The record links to 1 condition, with Irritable Bowel Syndrome appearing as the primary indexed condition, and to 2 interventions — of which Healthy Control Group is the first listed. Interventions can include drugs, devices, procedures, behavioral programs, or observational arms, and each is tracked as a separate registry field so that downstream queries can filter accurately. When a trial lists multiple interventions, it usually reflects a multi-arm design or a comparison protocol rather than a single treatment being tested in isolation. The brief summary published in the registry is the clearest source of protocol intent and should be read before drawing conclusions from any sidebar tags.
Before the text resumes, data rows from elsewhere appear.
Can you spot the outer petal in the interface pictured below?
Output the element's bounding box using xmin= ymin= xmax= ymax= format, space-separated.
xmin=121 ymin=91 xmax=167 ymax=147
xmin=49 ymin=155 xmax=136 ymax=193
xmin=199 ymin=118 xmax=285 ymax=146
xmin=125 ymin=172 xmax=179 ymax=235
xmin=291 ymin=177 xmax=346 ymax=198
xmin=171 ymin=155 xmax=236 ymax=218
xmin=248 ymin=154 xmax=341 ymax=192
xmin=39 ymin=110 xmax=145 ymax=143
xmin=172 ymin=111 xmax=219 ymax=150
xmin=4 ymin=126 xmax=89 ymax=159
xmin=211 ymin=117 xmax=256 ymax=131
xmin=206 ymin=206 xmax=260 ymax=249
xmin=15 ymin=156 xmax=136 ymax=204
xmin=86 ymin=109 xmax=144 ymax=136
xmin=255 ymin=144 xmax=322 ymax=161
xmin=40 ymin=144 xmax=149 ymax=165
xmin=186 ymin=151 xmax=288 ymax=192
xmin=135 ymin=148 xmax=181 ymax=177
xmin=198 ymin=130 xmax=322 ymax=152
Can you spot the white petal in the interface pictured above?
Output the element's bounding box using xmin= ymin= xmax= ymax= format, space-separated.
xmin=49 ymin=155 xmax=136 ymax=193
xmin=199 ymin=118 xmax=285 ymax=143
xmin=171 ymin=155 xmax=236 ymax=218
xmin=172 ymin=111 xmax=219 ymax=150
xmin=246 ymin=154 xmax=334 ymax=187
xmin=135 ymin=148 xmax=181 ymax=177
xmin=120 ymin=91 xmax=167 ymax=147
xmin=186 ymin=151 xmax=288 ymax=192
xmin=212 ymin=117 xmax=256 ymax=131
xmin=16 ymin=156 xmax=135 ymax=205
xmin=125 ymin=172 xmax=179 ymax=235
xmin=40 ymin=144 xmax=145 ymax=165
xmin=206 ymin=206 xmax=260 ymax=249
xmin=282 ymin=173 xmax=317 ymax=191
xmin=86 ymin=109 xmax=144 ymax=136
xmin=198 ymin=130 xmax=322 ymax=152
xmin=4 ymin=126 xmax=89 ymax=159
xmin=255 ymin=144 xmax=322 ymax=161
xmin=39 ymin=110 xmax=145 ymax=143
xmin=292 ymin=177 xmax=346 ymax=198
Geographic footprint matters for practical reasons: NCT03370614 reports 2 study locations spanning 1 distinct geographic area — top geographies include Pennsylvania. A larger site network tends to correlate with broader recruitment capacity, but it does not imply anything about study quality, and site-level enrollment status can diverge from the overall registry status shown above. Every data point on this page comes from the public ClinicalTrials.gov dataset and is reproduced here for reference only; it is not a medical recommendation, an endorsement of the sponsor, or an invitation to enroll. Verify current status, eligibility criteria, and contact details directly at ClinicalTrials.gov, and discuss any participation decision with your own healthcare provider.
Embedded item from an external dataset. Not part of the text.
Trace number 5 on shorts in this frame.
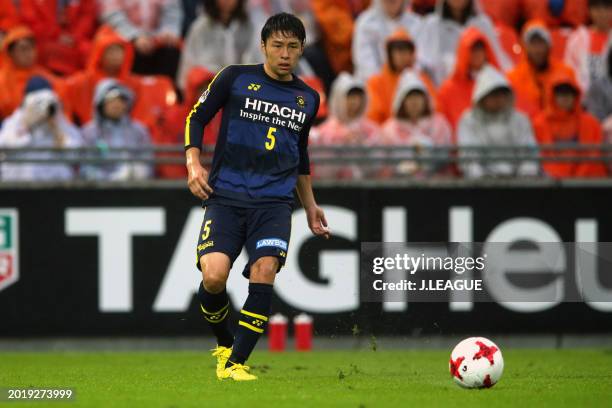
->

Frequently Asked Questions
What is clinical trial NCT03370614 about?
NCT03370614 is a clinical study titled "Pilot Study of the Physiological Effects of an Integrative Medicine Approach in Irritable Bowel Syndrome". Although underutilized, what is emerging as one of the best ways of evaluating inflammation in the body, particularly in difficult to observe regions, is through the use of Fluorodeoxyglucose (FDG) positron emission tomography (PET). FDG is taken up in the body much like glucose and is particularly ...
What is the current status of trial NCT03370614?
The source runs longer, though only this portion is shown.